The banking sector is very significant to whatever happens in the market. This is not surprising as 70 per cent of the market volume is controlled by the sector.
Ten of the 20 biggest companies on the NSE are banks and this 10 account for 45 per cent of market capitalisation.
Some of the Reforms that may lead to investors’ delight
No doubt, Amcon is one important element of market recovery. Twenty banks have transferred their non-performing loans to Amcon in exchange for N1 trillion in bonds t at a recent event in Lagos.
The event, which held at the law firm of Olaniwun Ajayi & Co, legal advisers to the Amcon, was graced by Olusegun Aganga finance minister and Lamido Sanusi the governor of Central Bank of Nigeria.
Mustafa Chike-Obi, Amcon CEO, disclosed last week that one bank has yet to submit its toxic assets portfolio, while Standard Chartered Bank and Nigeria International Bank (Citigroup) said they have no bad loans to hand in.
Only the banks the CBN assisted last year are under obligation to submit their bad loans to the Amcon, but as Chike-Obi puts it, buoyant banks also have an opportunity to offload problematic loans.
The Amcon will hold on to the shares of quoted companies used as collateral by the original borrowers, which would be presented in exchange for the bond with sovereign guarantees.
While this makes the asset management company a shareholder in the affected banks, there should be no rush to offload the shares thereby flooding the market again. The share certificates will be held for a minimum two years before sale is contemplated.
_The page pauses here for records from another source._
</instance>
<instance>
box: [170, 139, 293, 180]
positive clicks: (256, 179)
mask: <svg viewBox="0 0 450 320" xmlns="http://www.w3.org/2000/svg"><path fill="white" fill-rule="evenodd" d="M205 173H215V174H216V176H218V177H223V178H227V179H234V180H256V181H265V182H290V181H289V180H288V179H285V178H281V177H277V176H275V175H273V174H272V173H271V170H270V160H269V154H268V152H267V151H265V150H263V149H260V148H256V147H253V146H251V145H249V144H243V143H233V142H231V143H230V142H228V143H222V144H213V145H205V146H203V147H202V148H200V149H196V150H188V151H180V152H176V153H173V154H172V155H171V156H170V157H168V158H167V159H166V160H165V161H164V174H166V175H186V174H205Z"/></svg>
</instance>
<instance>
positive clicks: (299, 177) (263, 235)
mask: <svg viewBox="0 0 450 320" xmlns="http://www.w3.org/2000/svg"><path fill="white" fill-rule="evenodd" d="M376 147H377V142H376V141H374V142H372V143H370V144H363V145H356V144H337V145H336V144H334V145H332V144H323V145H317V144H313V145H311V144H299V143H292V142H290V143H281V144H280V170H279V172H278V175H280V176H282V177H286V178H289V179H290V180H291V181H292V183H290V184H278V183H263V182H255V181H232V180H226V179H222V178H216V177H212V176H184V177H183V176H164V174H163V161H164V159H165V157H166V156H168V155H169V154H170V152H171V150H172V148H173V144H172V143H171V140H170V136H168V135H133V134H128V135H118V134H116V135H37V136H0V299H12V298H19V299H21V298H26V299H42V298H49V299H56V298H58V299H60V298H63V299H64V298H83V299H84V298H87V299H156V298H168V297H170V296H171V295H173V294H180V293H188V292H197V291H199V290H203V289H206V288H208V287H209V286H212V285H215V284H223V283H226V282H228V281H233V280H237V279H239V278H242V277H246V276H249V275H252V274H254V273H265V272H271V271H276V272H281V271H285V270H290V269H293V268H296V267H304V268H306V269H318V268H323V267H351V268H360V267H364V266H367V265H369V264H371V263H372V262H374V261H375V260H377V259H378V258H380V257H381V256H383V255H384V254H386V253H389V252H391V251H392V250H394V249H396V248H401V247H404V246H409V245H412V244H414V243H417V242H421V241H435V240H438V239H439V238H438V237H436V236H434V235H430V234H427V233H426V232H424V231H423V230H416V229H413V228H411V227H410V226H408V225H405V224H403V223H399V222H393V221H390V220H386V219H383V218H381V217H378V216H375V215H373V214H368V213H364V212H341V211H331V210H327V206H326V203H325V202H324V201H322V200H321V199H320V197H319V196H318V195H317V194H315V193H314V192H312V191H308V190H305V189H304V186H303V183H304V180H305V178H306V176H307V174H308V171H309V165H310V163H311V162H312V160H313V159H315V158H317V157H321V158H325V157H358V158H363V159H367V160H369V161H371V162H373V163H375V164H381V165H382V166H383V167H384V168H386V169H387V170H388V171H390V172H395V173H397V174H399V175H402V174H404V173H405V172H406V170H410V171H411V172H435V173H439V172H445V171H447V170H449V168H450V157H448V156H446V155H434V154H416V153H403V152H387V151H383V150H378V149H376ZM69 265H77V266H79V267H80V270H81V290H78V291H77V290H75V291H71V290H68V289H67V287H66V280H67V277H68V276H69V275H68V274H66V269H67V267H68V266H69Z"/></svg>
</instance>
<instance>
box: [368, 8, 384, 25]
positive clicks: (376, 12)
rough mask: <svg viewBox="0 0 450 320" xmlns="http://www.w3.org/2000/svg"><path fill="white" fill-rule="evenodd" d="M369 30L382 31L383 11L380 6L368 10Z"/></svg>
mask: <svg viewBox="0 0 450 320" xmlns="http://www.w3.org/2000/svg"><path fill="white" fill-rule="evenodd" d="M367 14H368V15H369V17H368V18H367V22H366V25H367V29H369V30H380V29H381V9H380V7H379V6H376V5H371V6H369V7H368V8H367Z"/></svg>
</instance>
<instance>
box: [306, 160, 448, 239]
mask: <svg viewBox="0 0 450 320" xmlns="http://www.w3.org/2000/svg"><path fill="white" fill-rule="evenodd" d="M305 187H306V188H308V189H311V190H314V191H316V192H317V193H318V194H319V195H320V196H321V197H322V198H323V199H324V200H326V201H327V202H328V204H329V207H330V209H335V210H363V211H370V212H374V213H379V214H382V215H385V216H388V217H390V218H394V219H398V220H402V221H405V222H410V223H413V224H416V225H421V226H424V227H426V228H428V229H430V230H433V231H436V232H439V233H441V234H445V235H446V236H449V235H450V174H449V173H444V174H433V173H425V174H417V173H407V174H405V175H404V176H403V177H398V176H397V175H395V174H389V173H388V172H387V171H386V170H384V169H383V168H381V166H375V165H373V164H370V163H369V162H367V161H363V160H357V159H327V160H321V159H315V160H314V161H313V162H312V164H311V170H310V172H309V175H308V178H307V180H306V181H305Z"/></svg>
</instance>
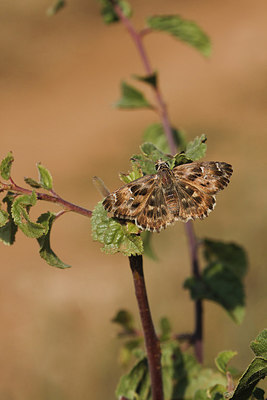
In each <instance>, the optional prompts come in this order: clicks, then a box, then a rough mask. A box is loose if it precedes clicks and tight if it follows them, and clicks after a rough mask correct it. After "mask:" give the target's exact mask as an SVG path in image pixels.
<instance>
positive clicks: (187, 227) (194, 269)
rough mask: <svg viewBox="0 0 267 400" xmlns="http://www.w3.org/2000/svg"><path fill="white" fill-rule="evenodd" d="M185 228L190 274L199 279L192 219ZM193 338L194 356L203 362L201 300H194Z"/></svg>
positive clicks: (195, 239)
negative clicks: (188, 254)
mask: <svg viewBox="0 0 267 400" xmlns="http://www.w3.org/2000/svg"><path fill="white" fill-rule="evenodd" d="M185 229H186V232H187V238H188V244H189V250H190V257H191V266H192V275H193V276H194V277H195V278H196V279H200V269H199V261H198V255H197V249H198V243H197V239H196V235H195V233H194V227H193V223H192V221H188V222H187V223H186V224H185ZM193 339H194V350H195V356H196V359H197V360H198V362H200V363H203V302H202V300H196V301H195V329H194V334H193Z"/></svg>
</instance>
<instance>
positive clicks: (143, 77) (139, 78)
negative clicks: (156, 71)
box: [133, 72, 158, 89]
mask: <svg viewBox="0 0 267 400" xmlns="http://www.w3.org/2000/svg"><path fill="white" fill-rule="evenodd" d="M133 78H134V79H136V80H138V81H141V82H144V83H147V84H148V85H150V86H152V87H153V88H155V89H156V88H157V85H158V75H157V73H156V72H154V73H153V74H151V75H145V76H140V75H133Z"/></svg>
Chike-Obi said the Amcon has stabilised the stock market, as it continues to restore investor confidence as seen in the past few weeks.
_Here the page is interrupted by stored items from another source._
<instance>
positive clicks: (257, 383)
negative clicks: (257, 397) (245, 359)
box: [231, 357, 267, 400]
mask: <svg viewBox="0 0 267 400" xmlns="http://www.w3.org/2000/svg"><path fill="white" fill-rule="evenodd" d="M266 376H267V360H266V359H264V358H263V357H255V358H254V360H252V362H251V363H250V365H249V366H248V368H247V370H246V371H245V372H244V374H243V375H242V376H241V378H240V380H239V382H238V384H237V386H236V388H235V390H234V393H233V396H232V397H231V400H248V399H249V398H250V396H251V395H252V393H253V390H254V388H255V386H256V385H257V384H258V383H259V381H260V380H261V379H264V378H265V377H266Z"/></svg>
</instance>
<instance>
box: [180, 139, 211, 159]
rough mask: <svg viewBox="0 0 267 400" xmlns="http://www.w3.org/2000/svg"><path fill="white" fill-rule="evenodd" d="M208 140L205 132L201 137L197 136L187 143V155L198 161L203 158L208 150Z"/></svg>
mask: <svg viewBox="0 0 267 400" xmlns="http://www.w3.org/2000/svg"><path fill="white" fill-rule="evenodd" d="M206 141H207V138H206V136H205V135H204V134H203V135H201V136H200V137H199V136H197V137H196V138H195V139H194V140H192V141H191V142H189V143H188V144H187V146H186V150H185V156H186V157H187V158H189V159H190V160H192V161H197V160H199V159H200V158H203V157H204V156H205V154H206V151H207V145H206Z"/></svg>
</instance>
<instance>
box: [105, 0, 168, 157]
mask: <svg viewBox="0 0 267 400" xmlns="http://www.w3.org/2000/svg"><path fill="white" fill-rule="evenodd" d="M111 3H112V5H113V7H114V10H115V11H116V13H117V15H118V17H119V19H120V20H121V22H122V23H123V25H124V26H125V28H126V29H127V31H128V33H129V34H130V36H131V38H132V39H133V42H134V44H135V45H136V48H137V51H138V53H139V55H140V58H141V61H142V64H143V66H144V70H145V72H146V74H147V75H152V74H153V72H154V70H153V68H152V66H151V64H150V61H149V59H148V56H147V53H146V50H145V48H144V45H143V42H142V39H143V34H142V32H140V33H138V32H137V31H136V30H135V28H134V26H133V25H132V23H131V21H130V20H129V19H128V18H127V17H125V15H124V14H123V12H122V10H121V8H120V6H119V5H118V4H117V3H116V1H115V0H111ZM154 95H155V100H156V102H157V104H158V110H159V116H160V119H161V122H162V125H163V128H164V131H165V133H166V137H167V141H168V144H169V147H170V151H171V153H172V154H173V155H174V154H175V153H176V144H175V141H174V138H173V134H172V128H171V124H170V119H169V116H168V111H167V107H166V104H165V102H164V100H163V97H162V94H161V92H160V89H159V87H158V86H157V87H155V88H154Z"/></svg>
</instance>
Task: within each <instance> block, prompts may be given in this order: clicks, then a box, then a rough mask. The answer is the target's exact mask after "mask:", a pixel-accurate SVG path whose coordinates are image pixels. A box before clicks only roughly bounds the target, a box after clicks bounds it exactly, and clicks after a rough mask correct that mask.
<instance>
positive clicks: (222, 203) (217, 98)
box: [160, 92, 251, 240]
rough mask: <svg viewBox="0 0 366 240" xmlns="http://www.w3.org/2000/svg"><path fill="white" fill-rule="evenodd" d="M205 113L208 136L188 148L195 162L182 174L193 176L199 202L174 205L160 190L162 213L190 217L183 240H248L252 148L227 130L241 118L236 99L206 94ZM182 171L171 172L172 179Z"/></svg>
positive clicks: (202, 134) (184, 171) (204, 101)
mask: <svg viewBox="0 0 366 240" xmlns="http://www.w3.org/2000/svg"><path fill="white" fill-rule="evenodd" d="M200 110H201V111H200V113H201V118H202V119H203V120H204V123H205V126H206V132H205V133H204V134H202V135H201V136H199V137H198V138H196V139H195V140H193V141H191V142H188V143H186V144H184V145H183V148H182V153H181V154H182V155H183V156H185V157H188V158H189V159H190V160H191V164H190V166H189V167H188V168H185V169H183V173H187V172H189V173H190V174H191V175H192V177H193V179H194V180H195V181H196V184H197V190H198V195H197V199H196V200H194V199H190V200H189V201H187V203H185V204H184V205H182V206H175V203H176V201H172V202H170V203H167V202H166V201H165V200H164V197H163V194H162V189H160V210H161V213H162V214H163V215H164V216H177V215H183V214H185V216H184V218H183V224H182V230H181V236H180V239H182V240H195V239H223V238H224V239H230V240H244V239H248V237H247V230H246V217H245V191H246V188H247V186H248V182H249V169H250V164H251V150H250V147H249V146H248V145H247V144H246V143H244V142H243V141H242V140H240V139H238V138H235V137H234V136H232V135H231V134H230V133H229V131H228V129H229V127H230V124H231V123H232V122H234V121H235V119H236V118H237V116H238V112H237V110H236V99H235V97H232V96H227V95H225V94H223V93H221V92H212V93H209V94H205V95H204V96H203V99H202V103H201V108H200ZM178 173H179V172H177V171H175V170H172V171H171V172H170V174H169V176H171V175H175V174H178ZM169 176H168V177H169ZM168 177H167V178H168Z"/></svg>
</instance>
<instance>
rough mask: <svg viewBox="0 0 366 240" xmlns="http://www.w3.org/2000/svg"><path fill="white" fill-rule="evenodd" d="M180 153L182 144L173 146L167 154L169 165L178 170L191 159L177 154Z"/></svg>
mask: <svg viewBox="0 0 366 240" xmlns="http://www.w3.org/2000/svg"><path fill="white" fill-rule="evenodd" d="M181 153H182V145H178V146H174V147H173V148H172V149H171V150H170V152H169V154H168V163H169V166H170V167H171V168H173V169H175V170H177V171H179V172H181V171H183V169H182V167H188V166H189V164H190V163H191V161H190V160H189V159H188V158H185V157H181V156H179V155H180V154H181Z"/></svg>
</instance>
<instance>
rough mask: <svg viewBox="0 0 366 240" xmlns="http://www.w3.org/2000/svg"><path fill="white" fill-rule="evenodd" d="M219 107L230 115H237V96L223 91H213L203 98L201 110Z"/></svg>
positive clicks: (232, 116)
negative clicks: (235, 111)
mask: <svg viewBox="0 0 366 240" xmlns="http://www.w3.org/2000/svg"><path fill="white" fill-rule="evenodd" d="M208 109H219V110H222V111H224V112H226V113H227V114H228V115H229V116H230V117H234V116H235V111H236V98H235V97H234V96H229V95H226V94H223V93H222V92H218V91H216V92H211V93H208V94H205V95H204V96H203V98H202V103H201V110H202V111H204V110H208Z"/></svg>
But, to him, the most important stakeholder is the tax payer who provided the funds for the intervention in the financial system.
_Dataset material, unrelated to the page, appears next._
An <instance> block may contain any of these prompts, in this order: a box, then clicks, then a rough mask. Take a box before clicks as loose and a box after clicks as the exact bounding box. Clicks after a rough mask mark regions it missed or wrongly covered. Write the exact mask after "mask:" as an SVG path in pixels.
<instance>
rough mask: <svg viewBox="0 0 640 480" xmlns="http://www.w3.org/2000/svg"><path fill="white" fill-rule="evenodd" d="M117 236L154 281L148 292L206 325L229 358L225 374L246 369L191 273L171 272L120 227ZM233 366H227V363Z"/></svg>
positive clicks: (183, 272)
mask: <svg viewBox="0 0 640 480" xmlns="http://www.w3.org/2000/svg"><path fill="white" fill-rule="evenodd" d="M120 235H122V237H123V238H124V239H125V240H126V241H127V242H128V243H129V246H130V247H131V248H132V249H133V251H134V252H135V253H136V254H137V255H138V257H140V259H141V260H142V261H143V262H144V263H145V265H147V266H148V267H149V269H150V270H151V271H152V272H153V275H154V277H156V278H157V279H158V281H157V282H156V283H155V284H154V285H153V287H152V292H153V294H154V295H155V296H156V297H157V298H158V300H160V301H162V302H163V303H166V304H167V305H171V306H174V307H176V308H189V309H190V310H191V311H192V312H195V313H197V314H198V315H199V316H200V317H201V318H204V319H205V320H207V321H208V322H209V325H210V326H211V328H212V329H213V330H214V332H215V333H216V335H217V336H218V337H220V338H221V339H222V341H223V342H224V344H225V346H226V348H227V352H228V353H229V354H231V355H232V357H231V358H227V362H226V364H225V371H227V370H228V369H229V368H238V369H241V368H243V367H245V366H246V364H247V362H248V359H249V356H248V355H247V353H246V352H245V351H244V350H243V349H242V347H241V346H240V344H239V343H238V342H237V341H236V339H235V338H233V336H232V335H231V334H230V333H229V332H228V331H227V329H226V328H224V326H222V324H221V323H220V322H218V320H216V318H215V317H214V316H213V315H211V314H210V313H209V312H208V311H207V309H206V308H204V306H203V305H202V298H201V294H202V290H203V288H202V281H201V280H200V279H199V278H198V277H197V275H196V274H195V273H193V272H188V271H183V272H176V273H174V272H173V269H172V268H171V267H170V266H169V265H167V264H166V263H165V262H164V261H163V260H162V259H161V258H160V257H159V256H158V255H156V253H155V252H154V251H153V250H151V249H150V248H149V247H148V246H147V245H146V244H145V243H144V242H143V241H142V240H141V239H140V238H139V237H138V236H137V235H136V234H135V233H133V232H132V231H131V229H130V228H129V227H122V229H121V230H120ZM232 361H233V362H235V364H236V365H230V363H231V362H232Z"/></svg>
Expert upbeat on market return
In his view, Mr. Matthew Ogagavworia, a stockbroker trading for Bgl Securities said: “We expect the recovery of the market to deepen in 2011 fuelled by Amcon toxic loan buys, successful conduct of elections, sustained recovery of world economies, expected foreign direct investments encouraged by relative peace and stable political climate, capital market regulation boosting investors confidence leading to the come-back of investors to the market, a resolution of the CBN - rescued banks issues. In fact, the market will bounce to reckoning and enjoy its enviable position of growing wealth”
On regulators, Ogagavworia advised the Securities and Exchange Commission (Sec) to increase its regulation of the market and enforce its rules.
Similarly, since Amcon will commence toxic assets purchase from deposit money banks in line with its mandate, its activities will increase credits to the banks for onward lending to the economy, increase in financial instruments as bonds are issued to some of the banks who may avail themselves of its window, he said.
Kasimu Kurfi the managing director and chief executive officer of APT Securities and Fund Limited said the ongoing reform in the Exchange and the banking sector will make 2011 a better year. He based his optimism on the present low pricing of stocks which he believes would hold major attractions for cautious investors.
According to him, “Although our market closed positively in the year 2010 but price of quoted securities were still low; some are 80 per cent below their April 2008 price.
We have seen improvements in companies’ profits; banks are declaring exactly what their provisions are rather than what most consider as fictitious figures in their books”
He affirmed that with the reform investors would have all available information to work with and properly evaluate any prospective investment before making financial commitments.
He advised investors to take position on stocks now especially in the banking sector. “We believe the banking sector may likely issue bonuses to meet up the recapitalisation exercise as stipulated by the Central Bank of a minimum of 50 billion fully paid for international, N25 billion for national and N10 billion for regional banks. Most of these banks are currently far below the threshold required for their operation in the emerging regime. Therefore we advise investors to look into that.”